Par Ricardo di Lazzaro
Notre ADN détient des enregistrements que la mémoire collective oublie souvent. La présence de la péninsule ibérique – Portugal et Espagne – dans la formation du Brésil n'est pas limitée à la langue ou aux traits culturels: il est enregistré dans nos gènes. Une récente enquête réalisée par les genres montre des données intéressantes sur cette relation, parmi lesquelles, le nord-est concentre la plus grande connexion génétique avec Iberia, dirigée par Paraíba (36,99%), le Rio Grande do norte (36,84%) et Ceará (35,98%). Bahia (31,52%) et Pernambuco (35,07%) apparaissent également avec des taux élevés.
Ces chiffres révèlent non seulement leur précision, mais pour ce qu'ils portent l'histoire. Le nord-est, le point d'entrée de la colonisation portugaise, était le scénario dans lequel le métissage initial entre les peuples autochtones, ibérique et africain a été consolidé. Il n'est donc pas surprenant que la région concentre la plus grande présence ibérique dans son ADN: c'est un dossier biologique de la centralité historique du Nord-Est dans les premiers cycles du pays.

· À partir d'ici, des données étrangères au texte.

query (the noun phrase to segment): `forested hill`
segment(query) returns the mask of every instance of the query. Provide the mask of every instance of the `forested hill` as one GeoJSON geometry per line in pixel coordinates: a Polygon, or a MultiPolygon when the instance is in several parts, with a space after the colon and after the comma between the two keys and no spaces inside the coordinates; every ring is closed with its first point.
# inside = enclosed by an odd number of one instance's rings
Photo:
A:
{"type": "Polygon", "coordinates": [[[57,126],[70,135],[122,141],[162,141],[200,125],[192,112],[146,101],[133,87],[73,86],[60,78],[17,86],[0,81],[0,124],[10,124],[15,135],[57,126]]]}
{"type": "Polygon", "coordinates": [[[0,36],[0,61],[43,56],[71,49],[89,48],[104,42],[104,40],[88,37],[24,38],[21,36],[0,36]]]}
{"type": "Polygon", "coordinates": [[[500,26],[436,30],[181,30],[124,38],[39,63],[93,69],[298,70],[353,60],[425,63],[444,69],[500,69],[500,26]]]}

Dans le sud-est, Minas Gerais (35,92%) et Rio de Janeiro (33,43%) maintiennent un lien fort, tandis que São Paulo, malgré la collecte de plus de 64 000 profils analysés, a une représentativité proportionnelle plus faible (28,27%). Pour moi, ces données sont très intéressantes et le reflet direct de la diversité migratoire. Bien qu'il soit l'un des États le plus lié au Portugal en termes historiques, l'état du pôle migratoire pluriel de São Paulo a réduit la proportion ibérique par rapport aux autres États. C'est un rappel que notre identité n'est pas statique, mais toujours le résultat de couches successives de réunions, de voyages et de mélanges.
Dans le Midwest, Goiás (35,62%) et le district fédéral (33,40%) se distinguent. D'un autre côté, le Sud exprime une trajectoire distincte: l'influence des courants non-ibériens est claire, avec le paraná, la santa catarina et le Rio Grande do sul en dessous de 26%. L'arrivée de masse des Allemands et des Italiens aux XIXe et XXe siècles a laissé une forte marque génétique, ce qui rend les taux ibériques moins représentatifs.
Ce que ces contrastes nous montrent, c'est que le Brésil n'a jamais été uniforme. Chaque région a traduit à sa manière les ondes migratoires qui l'ont frappé, et la génétique aide à éclairer ces différences.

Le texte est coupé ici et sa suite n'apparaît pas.